Juan Antonio De los Cobos (Feb 05 2019 at 15:31):
Thank you Michel, @Ryan Brush could you help me. I understood that i can create queries using sql, but the question is. How can i connect to my resources local server to execute these sentences to obtain the results??
nicola (RIO/SS) (Feb 06 2019 at 07:29):
sql-on-fhir moved to fhir organization
Here is some related posts - https://medium.com/fhirbase-dojo
nicola (RIO/SS) (Feb 06 2019 at 07:32):
sql on fhir based on nested structure like json/or struct/ composite type. Our attempt to implement flat relational model failed because of about 2K tables was generated, joins are slow and many other reasons. If you want to save just a couple of resources - maybe you can go this way.
nicola (RIO/SS) (Feb 06 2019 at 07:33):
You are welcome to our dedicated stream - https://chat.fhir.org/#narrow/stream/179219-analytics-on.20FHIR - to discuss your concerns.
nicola (RIO/SS) (Feb 06 2019 at 07:37):
@Ryan Brush is mostly interested in analytic on FHIR, when fhirbase is designed to be a database for your FHIR server :)
Kevin Mayfield (Feb 06 2019 at 08:26):
Re models. This isn't a 100% match to the FHIR (STU3) model, but close. https://www.openhealthhub.org/t/exploring-fhir-model-database/1987
It is a relational database model using HAPI RESTful server.

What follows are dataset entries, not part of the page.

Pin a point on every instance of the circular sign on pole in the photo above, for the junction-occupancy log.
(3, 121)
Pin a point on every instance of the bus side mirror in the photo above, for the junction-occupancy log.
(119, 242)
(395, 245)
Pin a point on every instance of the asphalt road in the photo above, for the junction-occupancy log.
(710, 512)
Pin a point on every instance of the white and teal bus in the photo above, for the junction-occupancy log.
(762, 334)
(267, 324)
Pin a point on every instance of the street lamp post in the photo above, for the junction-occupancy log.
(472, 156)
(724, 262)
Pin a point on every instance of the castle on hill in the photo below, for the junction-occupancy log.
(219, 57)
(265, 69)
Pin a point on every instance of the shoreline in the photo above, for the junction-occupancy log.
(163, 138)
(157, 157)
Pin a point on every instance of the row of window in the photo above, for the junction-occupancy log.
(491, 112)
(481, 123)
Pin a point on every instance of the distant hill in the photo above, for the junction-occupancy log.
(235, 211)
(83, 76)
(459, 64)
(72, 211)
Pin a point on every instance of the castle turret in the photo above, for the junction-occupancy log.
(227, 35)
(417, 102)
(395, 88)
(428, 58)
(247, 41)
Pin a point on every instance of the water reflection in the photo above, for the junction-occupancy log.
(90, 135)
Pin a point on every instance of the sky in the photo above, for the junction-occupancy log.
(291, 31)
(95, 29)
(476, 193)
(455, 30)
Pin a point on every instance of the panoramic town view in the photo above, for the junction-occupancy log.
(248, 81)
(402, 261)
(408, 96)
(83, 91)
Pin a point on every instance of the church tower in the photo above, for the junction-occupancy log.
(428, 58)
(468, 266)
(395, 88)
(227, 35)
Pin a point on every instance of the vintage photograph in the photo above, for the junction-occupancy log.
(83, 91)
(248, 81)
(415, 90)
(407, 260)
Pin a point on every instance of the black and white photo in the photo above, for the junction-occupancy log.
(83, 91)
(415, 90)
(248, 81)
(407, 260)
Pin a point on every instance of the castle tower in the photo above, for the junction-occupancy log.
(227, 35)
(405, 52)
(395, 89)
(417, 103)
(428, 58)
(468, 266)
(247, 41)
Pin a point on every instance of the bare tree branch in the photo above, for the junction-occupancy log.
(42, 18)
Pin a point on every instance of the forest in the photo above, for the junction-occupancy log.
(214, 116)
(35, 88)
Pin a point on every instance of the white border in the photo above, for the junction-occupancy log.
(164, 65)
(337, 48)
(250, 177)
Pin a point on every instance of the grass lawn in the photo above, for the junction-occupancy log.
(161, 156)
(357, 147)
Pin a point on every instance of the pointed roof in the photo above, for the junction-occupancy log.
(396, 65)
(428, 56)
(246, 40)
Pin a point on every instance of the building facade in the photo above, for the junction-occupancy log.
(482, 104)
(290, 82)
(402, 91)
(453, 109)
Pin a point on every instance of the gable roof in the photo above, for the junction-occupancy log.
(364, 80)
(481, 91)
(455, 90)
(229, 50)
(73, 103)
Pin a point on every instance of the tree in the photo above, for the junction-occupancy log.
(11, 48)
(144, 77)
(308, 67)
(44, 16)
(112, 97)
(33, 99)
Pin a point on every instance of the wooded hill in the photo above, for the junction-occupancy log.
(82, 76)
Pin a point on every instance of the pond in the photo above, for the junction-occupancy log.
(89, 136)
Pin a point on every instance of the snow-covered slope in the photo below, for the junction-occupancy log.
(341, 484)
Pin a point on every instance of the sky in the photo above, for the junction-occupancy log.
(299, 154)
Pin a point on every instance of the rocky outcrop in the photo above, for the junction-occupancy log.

nicola (RIO/SS) (Feb 06 2019 at 10:10):
@Kevin Mayfield as I see from diagrams, this schema makes a lot of assumptions and narrow FHIR resources, i.e. it's lossy. For example Observation.code.coding is a collection, but in Observation table, you have only one column for that. No extensions support
Kevin Mayfield (Feb 07 2019 at 19:50):
Yes, that was done on purpose. It is designed mimic a traditional PAS/EPR SQL model, so it tends to match constraints they would have.
We have another system which stores the full resources but it's NoSQL/Mongo and it's not easy to show relationships between resources.